Review: Double Feature 2, National Theatre

“We keep it loose, we stay chatty…we do not freak out”

Switching it up a little for the summer is the National Theatre with their Double Feature run: 2 double bills of new writing performed by one ensemble and playing in a new space, the Paintframe. It wasn’t always meant to be thus, the original plan was to put this into the Cottesloe but the huge success of London Road and its subsequent extension meant alternative arrangements had to be found and so the area where sets are painted was co-opted, a rather neat decision as it plays into the experimental feel of the whole experience.

Divided into 2 double bills, I saw Double Feature 2 first, at the first preview, which pairs Prasanna Puwanarajah’s Nightwatchman and Tom Basden’s There Is A War. I ummed and aahed a bit about how to write up these shows and so what will follow is a general overview of the plays and the experience as a whole, and there will be two separate reviews of the actual shows which will be a bit more detailed and so potentially spoilerific.

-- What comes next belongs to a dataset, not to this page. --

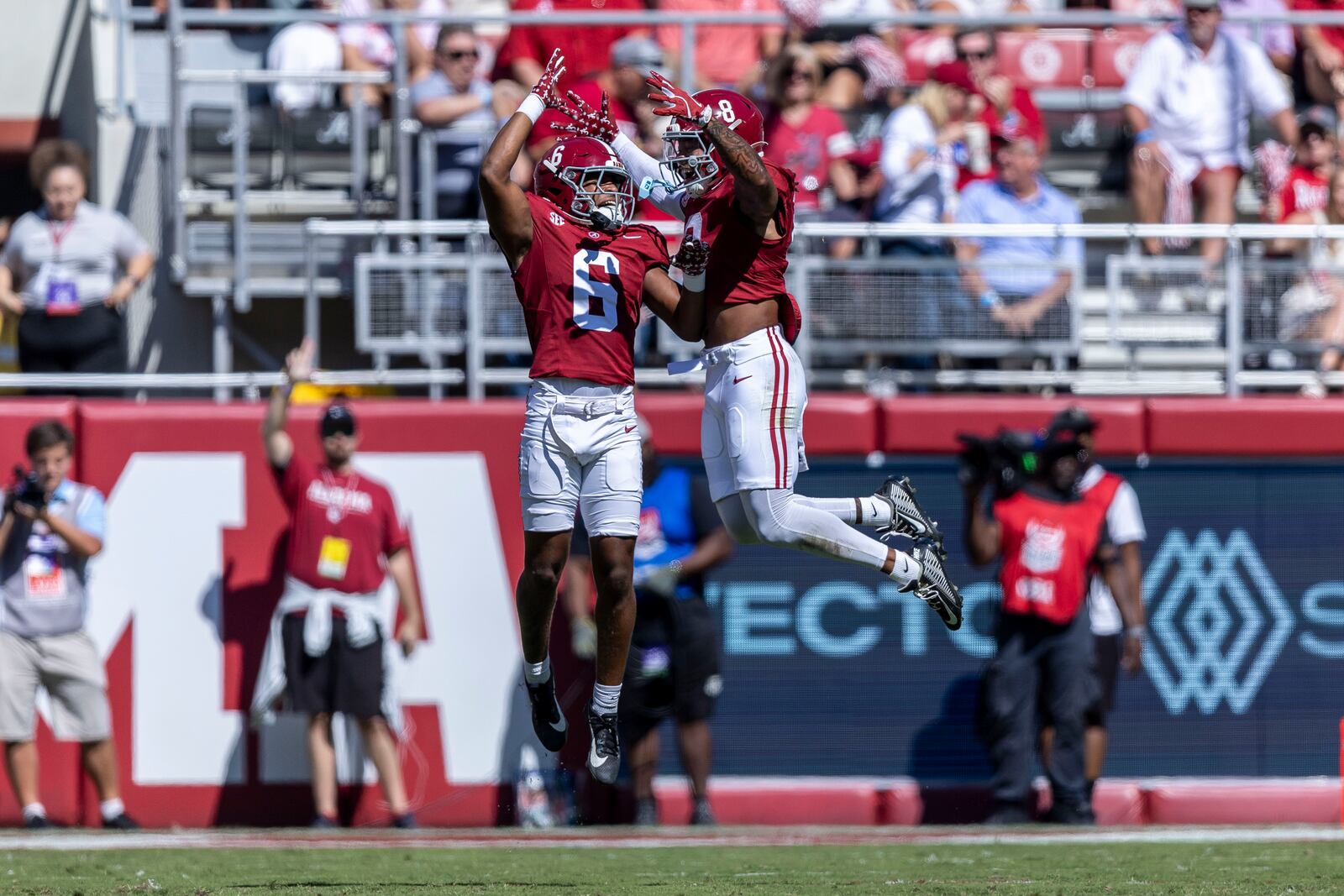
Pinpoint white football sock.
[522,654,551,685]
[593,684,621,716]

Nightwatchman is the debut play by Prasanna Puwanarajah, an actor with numerous credits at the National including currently appearing in Emperor and Galilean. It is a monologue delivered by a British/Sri Lankan female cricketer on the night before making her debut at Lords playing for England, against Sri Lanka to boot. Unable to settle, Abirami works out her frustrations in a practise area with a machine spitting cricket balls at her as she battles with her own issues of national identity given her multicultural background, delves into some murky family history and their involvement in the Sri Lankan conflict and also talks a lot about cricket.

It is impressively performed by Stephanie Street but Puwanarajah’s writing doesn’t quite hit the spot. For such a short piece, his canvas is far too broad, touching on many topics but not tackling any sufficiently and requiring too much advance knowledge in order to be truly effective: Nightwatchman is simply not able to be illuminating enough of its own accord.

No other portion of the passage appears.